ALthough we should speak of these Diseases of the Reins in order, yet because the Stone in the Kidneys and Bladder a••e of the same Nature, and what hath been said of the one, may agree with the other, we shal speak next of the Stone in the Bladder.
The Material and Efficient Cause is the same of both: only this Difference there is; That Chil∣dren are most subject to the Stone in the Bladder, and Men to that in the Kidneys. The Reason of which, is given by Galen, 6. Epid. Sect. 3. because thickness of Urine, which Children often have by Reason of their gluttony, is dissolved by their gentle heat; neither doth it stay in the Reins by the help of the Expulsive Faculty of the Reins, which is stronger in that age; but being fallen into the Bladder, there it staies longer, because children given to play and sleep, piss more seldom. More∣over, their Urine is not so sharp, neither doth it provoke the expulsive faculty of the Bladder, while the quantity is burdensom, and so the dregs remain because the Passage is very narrow; besides, the bladder being stretched by the plenty of Urine cannot so exactly contract it self to empty out all the Urine, but some remains in the bottom, which is thick, and fit to breed the Stone. On the contrary, old men do often piss forth that Matter which is in the bladder, and their passage is larger; but the thick humor remains in the Reins, because it is clammy, and cannot be dissolved by their weak heat, or strain through by reason of its dryness. Hence Hippocrates in Coacis, saith that the Stone in the bladder is not bred after fourteen yeers of age, to three score, except it was there before.

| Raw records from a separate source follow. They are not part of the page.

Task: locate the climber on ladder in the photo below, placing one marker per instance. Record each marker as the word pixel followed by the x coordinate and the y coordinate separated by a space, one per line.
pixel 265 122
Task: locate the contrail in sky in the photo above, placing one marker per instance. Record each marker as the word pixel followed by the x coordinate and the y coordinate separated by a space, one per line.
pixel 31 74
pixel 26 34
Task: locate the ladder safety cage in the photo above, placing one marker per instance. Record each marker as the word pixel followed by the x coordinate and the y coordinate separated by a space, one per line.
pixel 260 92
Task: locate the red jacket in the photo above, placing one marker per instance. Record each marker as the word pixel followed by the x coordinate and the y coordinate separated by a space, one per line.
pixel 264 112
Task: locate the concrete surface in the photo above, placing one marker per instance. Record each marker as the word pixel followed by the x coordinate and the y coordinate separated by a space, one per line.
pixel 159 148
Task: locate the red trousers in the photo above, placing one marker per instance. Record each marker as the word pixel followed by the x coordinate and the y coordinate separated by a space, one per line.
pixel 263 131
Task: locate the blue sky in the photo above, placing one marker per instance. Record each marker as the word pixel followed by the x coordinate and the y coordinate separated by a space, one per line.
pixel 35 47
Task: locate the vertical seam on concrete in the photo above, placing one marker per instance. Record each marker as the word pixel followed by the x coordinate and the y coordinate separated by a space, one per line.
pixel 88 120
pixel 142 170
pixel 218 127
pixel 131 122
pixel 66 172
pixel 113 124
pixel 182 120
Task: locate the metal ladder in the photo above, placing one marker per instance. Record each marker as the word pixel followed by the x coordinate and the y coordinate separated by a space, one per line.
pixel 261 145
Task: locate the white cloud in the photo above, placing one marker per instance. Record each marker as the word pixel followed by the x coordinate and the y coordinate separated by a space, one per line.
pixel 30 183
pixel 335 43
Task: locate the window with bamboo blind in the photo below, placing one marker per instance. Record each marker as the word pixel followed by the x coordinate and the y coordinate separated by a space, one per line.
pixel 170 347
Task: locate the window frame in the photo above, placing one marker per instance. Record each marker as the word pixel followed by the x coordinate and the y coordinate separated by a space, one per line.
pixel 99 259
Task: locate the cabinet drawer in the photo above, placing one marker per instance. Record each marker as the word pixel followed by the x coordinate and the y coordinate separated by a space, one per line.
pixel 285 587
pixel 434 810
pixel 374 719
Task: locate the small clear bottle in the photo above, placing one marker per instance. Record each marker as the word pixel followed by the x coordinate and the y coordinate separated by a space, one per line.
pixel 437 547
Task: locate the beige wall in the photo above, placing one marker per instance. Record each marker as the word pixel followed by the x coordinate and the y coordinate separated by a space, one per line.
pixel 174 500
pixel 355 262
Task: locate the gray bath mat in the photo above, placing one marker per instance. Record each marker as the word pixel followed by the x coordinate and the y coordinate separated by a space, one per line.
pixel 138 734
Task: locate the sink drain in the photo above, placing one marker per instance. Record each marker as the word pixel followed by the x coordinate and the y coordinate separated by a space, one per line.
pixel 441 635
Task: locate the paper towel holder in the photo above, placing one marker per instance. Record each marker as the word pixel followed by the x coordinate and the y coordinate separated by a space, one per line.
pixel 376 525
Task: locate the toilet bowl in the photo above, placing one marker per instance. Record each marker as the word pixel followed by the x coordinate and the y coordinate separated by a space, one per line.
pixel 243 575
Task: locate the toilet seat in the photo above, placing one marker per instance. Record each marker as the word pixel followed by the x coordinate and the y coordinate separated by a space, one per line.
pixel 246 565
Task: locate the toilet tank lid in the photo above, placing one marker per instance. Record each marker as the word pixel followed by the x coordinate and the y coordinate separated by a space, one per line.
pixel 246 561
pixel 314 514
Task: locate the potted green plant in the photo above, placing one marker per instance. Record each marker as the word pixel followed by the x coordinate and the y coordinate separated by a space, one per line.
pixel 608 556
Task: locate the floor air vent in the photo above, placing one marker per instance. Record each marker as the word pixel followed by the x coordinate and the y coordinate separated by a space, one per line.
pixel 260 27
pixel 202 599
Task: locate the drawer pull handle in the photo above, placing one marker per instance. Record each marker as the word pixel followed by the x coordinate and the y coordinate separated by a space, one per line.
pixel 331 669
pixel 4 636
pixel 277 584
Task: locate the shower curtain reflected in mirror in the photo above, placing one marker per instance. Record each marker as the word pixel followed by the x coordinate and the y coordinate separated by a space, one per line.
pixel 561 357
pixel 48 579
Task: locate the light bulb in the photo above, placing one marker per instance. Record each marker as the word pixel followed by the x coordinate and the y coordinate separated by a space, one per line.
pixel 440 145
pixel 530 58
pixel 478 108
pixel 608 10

Fernelius mentioned a new Opinion of the Stone, breeding in the Bladder, saying, That every stone in the bladder, had its beginning from the Kidneys, and grows afterwards in the bladder: For when in a fit of the stone, it fals from the Reins, if it be great, it staies in the Bladder, and by getting new Matter it encreaseth by degrees. For he affirmeth that in grinding of some stones taken out of the Bladder, he found as it were a Kernel which fel from the Reins of another color and substance, and that he never knew any that had a stone in the bladder, who was not formerly vexed with pains in the Reins. But this Opinion is cast off by divers very good Authors, who by their Experience have found the contrary, and have taken many stones from the bladders of children, which have been wholly of the same color and substance within. And common Experience teacheth us, that Chil∣dren have the Stone in the Bladder, who never had pain in the Reins, which would be otherwise if the stone came first from the Reins. It is true, that in men many times stones fall from the Kidneys into the Bladder, and encrease by the addition of new Matter; but we deny that it is alwaies so, and we constantly affirm, that many stones have taken their beginning in the bladder.
The knowledg of the stone in the bladder is difficult, especially in the beginning, when it is little; but when it is great it is evident. But we shall discover it as much as we can by Art.
The First Sign is, pain in the neck of the bladder, which is worse towards the end of pissing, and reacheth to the end of the Yard, like that which is in difficulty of Urine from Inflamation, called Dysuria, and it is scarcely at first distinguished from it, but when other signs appear.